Campi addio, l’agricoltura non è più un punto di forza dell’Italia. I dati sul pil diffusi dall’Istat non lasciano dubbi, nell’ultimo trimestre del 2014 il settore ha perso in termini di valore aggiunto il 4,4% rispetto ai tre mesi precedenti e il 6,9% su base annua. Dati figli della crisi ma anche di un trend inaugurato tra gli anni 60 e 70, quelli dell’industrializzazione del Paese. Si dirà: è stata una scelta dettata dai tempi. Tutto giusto, il problema è che se l’agraria arretra, fabbriche e affini ancora non decollano. L’uscita di scena di due giganti come Fiat e Indesit confermano che le grandi aziende da queste parti non hanno terreno fertile e preferiscono di gran lunga andare a cercare fortuna da altre parti. Si dirà: sono le piccole e medie imprese la vera locomotrice dello Stivale.

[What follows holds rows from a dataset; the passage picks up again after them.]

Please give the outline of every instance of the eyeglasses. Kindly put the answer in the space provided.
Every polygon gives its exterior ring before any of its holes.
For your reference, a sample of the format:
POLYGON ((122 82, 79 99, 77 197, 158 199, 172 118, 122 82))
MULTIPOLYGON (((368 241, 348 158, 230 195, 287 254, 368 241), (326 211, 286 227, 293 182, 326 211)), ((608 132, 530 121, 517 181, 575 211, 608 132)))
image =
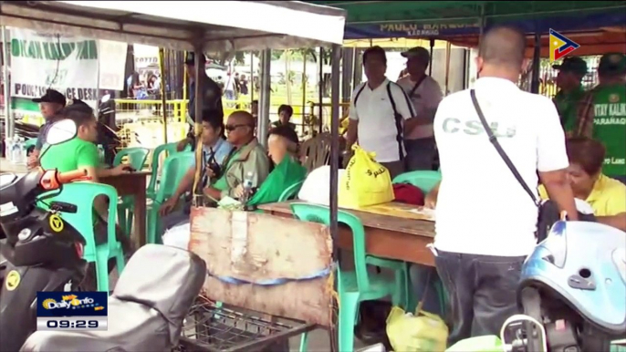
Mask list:
POLYGON ((239 125, 226 125, 226 126, 224 126, 224 129, 227 131, 233 131, 235 129, 237 129, 240 127, 252 127, 252 126, 243 123, 243 124, 239 124, 239 125))

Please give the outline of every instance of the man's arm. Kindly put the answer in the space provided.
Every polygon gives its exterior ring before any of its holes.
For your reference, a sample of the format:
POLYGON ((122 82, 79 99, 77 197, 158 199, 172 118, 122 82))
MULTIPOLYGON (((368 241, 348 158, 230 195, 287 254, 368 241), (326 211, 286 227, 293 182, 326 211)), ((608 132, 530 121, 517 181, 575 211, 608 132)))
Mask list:
POLYGON ((565 150, 565 134, 561 128, 558 112, 550 100, 541 105, 541 116, 537 119, 537 170, 548 195, 560 211, 568 212, 569 220, 579 220, 574 193, 568 181, 566 169, 569 166, 565 150))
POLYGON ((626 232, 626 212, 621 212, 612 216, 598 216, 596 220, 598 220, 598 223, 626 232))
POLYGON ((409 96, 406 95, 404 89, 402 89, 400 85, 391 84, 391 98, 396 105, 397 112, 402 115, 404 119, 404 129, 412 129, 417 126, 419 120, 415 119, 415 116, 417 115, 415 107, 413 107, 413 103, 409 98, 409 96))
POLYGON ((593 110, 593 92, 587 93, 580 100, 578 106, 576 114, 576 137, 589 137, 592 138, 593 134, 593 119, 595 112, 593 110))
POLYGON ((357 113, 357 108, 354 105, 354 98, 358 90, 352 92, 352 98, 350 98, 350 110, 348 111, 348 119, 350 123, 348 124, 348 131, 346 132, 346 150, 350 150, 357 141, 359 135, 357 131, 359 130, 359 114, 357 113))

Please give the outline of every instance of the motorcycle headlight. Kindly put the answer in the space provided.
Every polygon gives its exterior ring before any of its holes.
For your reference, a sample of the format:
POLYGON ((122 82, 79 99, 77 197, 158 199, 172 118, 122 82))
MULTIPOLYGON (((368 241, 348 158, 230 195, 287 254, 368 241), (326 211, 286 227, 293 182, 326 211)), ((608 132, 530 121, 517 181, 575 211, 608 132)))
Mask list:
POLYGON ((566 223, 558 222, 552 226, 548 237, 538 244, 549 252, 549 254, 545 255, 543 259, 559 268, 565 266, 568 255, 568 241, 565 234, 566 223))

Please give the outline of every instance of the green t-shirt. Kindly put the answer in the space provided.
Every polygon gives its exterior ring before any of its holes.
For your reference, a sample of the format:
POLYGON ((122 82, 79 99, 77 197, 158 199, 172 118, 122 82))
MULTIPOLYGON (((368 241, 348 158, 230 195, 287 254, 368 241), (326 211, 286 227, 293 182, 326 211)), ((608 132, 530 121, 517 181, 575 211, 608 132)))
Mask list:
POLYGON ((59 172, 67 172, 79 167, 97 168, 99 165, 98 147, 78 137, 65 143, 44 146, 42 154, 40 163, 44 170, 57 169, 59 172))
POLYGON ((602 173, 626 176, 626 85, 593 89, 593 138, 604 143, 602 173))
POLYGON ((566 132, 573 132, 576 129, 577 108, 584 96, 585 89, 579 86, 569 93, 561 90, 554 97, 561 125, 566 132))

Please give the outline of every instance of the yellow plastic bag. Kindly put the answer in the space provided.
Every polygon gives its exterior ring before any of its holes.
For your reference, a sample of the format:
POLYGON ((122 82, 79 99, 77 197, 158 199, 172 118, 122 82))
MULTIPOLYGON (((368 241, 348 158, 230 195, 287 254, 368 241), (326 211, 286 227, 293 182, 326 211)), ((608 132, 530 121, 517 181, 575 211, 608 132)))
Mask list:
POLYGON ((393 201, 389 171, 374 160, 375 154, 352 145, 354 155, 339 180, 339 207, 356 209, 393 201))
POLYGON ((394 351, 443 352, 448 326, 437 315, 421 310, 413 316, 394 306, 387 317, 387 336, 394 351))

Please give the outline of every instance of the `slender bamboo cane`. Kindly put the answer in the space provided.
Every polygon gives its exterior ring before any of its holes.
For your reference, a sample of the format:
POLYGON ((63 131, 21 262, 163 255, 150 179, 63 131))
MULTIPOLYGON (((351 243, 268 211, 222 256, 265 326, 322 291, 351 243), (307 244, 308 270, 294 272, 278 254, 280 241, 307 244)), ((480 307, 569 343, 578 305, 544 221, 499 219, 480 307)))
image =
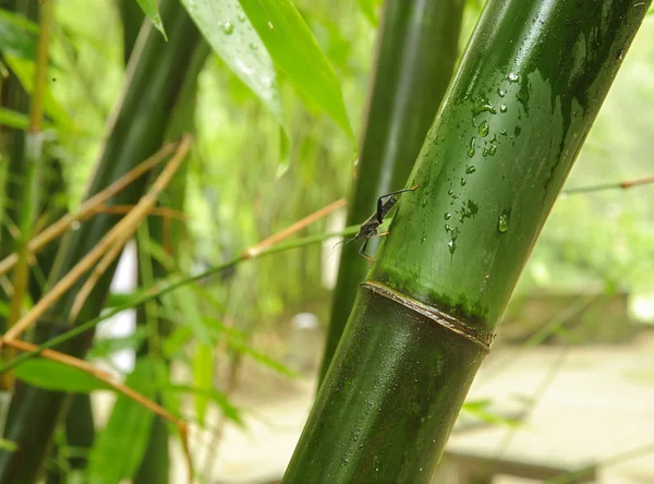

Peccato che siano proprio le Pmi ad aver subito, più di altri, l’impatto della depressione finanziaria iniziata nel 2007 e arrivata da noi l’anno successivo. Queste realtà soffrono soprattutto un sistema fiscale asfissiante, tra tasse, balzelli, gabelle e chi più ne ha più ne metta. Senza contare il costo del lavoro, che serve ma bisogna sempre più spesso rinunciarvi. Così la voce più corposa del nostro sistema produttivo subisce un duro colpo. I numeri, che non mentono mai, sono lì a dimostrarlo, variazione nulla nel prodotto interno lordo nel quarto trimestre 2014, con conseguente diminuzione dello 0,5% dell’indicatore principe della nostra economia. Fra l’altro la stima preliminare diffusa il 13 febbraio 2015 scorso aveva rilevato la stessa variazione congiunturale e una diminuzione tendenziale dello 0,3%.
L’altra grande risorsa a disposizione sarebbe il turismo. Siamo la nazione mondiale che vanta il maggior numero di patrimoni dell’umanità secondo l’Unesco. Pensiamo solo ai tesori di Roma, Firenze, Venezia e Napoli per citare alcune delle città più belle. Da sola questa voce vale il 10% del Pil e impiega 10 milioni di lavoratori. Ma le modalità di gestione sono antiquate, il degrado avanza e la tecnologia è usata solo marginalmente per la valorizzazione dell’arte. Così il Bel Paese scivola al decimo posto della classifica delle mete turistiche più visitate al mondo, addirittura dietro la Cina. Ma se l’agricoltura va male, le grandi industrie fuggono, pmi soffrono e le bellezze non vengono sfruttate come dovrebbero cosa resta? Solo un economia ferma al palo.